Dr Joana Cook, Senior Fellow at the International Centre for the Study of Radicalisation and Political Violence, King’s College London, discussed the role of women in Daesh and the responses we need to formulate when de-radicalising and reintegrating female returnees. The one-sided narratives of female victims in the former caliphate are essentially harmful for adequately countering extremism she said. Women have held diverse roles in Daesh: As combatants, fundraisers, propagandists and background supporters, they have contributed substantially and have provided inspiration to other female recruits. Any response to both returnees and women remaining within the organisation has to be a holistic, full-spectrum approach. For female returnees, community-level initiatives and judicial approaches need to take into account women who do not pose a threat and differentiate from those who do. Within Syria and Iraq, allied forces need to consider how women are engaged in long-term rebuilding efforts and can be transformed into valuable partners. Overall, Cook urged that we have to better at engaging, accounting for, and responding to women.

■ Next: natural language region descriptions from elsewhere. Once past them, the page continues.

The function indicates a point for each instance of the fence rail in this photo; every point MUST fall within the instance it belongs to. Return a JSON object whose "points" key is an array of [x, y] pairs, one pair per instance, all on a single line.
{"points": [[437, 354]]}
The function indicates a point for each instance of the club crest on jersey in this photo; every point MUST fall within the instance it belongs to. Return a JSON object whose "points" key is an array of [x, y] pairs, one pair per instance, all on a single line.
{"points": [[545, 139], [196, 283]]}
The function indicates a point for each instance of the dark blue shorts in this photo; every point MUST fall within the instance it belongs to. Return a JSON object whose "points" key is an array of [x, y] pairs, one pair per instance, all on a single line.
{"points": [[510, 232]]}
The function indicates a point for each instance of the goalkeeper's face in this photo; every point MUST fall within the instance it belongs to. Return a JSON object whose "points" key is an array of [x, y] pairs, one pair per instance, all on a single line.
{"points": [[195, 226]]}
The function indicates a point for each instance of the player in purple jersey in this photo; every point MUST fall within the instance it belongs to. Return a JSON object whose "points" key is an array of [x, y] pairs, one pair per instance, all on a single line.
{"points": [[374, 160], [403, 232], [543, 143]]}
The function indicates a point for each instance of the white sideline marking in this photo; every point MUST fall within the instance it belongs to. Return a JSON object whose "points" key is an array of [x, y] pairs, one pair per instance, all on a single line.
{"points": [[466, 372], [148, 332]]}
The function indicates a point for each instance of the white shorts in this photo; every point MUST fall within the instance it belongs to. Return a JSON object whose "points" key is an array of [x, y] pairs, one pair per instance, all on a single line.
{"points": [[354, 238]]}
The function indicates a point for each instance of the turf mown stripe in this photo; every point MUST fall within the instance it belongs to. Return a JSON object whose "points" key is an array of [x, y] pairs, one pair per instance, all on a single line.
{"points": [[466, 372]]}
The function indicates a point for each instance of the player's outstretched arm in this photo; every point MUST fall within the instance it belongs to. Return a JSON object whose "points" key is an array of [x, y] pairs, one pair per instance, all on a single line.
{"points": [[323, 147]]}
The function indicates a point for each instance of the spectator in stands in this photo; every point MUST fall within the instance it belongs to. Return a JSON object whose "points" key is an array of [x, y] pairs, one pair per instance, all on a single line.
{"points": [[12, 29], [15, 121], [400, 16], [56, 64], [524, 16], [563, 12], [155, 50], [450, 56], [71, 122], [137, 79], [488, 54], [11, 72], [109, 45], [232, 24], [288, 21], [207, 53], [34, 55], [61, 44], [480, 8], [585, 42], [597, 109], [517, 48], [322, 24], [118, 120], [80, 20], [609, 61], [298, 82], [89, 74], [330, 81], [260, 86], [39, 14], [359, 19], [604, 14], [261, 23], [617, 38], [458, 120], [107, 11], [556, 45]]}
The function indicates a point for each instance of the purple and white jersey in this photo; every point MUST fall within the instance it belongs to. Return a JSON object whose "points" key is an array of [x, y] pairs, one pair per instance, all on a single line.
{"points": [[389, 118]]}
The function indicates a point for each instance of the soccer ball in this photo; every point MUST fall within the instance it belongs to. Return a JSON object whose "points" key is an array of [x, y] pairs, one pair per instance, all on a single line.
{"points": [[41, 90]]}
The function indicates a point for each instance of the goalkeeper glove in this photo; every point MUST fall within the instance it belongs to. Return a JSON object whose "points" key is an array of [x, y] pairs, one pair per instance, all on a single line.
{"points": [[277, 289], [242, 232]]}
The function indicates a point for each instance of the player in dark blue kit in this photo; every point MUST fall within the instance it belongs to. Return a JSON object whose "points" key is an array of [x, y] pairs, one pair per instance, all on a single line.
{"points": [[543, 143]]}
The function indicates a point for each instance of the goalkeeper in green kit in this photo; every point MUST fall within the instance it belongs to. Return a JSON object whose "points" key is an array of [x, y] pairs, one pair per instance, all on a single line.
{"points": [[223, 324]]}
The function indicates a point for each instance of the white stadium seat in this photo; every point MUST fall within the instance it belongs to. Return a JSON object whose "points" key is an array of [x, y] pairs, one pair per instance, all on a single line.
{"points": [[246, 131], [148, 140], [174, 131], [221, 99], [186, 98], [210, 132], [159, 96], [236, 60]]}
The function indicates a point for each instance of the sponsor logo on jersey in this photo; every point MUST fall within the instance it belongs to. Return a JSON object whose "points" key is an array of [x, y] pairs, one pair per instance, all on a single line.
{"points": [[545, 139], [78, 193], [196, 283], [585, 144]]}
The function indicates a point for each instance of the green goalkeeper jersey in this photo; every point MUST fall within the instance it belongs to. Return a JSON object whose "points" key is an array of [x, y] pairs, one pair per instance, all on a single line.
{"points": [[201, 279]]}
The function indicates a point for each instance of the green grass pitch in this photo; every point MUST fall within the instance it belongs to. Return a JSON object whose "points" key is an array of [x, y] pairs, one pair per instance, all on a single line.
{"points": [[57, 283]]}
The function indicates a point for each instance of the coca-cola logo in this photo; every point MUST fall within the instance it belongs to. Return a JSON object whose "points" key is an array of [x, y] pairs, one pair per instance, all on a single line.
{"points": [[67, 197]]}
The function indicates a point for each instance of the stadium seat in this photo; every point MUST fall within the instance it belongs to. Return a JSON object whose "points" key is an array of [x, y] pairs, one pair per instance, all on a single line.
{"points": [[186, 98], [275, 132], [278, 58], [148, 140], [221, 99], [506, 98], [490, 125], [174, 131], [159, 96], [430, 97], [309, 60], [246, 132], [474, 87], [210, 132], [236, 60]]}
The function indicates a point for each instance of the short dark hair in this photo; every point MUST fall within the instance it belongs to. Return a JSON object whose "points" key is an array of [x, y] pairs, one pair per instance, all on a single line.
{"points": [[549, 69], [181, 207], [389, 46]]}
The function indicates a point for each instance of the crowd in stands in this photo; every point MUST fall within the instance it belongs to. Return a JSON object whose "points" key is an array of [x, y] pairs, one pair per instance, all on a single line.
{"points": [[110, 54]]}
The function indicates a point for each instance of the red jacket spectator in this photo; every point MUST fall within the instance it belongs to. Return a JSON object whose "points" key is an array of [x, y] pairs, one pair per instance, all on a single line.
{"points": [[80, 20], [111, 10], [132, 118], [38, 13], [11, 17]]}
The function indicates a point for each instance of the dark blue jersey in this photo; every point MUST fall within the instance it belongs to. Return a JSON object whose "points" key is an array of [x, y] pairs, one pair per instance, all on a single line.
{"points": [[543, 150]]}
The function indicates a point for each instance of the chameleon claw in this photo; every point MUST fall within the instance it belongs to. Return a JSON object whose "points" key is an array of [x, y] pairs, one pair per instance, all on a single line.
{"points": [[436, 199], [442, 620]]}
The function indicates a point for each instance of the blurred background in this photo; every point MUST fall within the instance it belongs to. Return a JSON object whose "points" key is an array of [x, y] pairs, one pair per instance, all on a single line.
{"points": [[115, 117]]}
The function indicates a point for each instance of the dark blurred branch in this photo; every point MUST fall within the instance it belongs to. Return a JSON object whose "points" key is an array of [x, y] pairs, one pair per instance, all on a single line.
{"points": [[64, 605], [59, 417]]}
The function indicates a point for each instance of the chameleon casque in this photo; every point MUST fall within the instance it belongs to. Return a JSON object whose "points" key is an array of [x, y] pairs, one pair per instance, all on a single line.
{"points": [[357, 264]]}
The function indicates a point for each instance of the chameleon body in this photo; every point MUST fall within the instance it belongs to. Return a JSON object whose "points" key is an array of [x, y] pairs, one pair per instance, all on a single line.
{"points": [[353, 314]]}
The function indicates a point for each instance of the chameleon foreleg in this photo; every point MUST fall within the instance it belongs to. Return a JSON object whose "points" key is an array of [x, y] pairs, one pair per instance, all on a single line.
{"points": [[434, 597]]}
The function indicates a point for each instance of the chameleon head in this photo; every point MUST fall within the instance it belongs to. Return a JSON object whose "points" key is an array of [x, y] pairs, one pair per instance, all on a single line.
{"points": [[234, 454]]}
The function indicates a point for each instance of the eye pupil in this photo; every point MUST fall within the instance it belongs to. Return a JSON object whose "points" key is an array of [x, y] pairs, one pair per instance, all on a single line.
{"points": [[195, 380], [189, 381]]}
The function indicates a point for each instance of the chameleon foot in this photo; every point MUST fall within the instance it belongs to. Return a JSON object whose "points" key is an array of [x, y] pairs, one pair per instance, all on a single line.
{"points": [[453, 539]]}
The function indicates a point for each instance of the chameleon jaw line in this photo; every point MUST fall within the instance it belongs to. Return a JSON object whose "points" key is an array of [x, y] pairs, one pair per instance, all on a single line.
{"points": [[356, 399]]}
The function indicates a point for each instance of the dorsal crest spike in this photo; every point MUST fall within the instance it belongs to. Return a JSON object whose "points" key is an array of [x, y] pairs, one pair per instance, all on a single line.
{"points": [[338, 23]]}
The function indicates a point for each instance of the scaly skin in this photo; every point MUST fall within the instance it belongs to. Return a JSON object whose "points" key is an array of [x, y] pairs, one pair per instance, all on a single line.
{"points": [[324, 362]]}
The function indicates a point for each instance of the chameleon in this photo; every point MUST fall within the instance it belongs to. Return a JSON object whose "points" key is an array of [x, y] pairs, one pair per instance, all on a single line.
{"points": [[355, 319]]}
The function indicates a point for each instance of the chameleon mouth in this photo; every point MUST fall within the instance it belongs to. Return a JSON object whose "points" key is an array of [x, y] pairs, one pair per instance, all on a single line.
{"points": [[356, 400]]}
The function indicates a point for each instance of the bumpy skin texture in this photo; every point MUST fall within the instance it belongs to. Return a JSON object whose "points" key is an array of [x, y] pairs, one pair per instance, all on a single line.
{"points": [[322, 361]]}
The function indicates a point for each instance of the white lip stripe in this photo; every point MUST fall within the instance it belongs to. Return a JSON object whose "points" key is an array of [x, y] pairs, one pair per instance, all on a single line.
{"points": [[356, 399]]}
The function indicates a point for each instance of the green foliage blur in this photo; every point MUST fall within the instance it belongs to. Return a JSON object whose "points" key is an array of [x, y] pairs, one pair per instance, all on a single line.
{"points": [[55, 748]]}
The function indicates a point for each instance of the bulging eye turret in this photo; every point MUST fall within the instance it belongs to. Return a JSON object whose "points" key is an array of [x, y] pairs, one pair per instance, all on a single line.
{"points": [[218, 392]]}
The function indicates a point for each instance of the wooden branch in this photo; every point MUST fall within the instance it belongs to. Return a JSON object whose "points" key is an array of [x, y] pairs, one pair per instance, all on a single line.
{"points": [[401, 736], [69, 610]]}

Dr Eleanor Beevor, Anthropologist, Journalist and Conflict, Security & Development Research Analyst at the International Institute for Strategic Studies, spoke on the erosion of human rights and peace building institutions. Beevor argued that Western society has become far too comfortable with the idea that precision in warfare will provide solutions. In increasingly urban warfare, the use of drones cannot be precise enough to not harm civilians. As such, 9,000 civilian deaths in Syria alone were caused by coalition drone strikes. Beevor criticised the wide-spread persuasion that the only way to respond to non-state extremists is to exterminate them; according to her analyses, non-apocalyptic groups can certainly be engaged. Finally, Beevor urged the audience to not neglect civilians in conflict, to do everything one can to strengthen the institutions of International Humanitarian Law and the mechanisms that exist to minimise civilian deaths.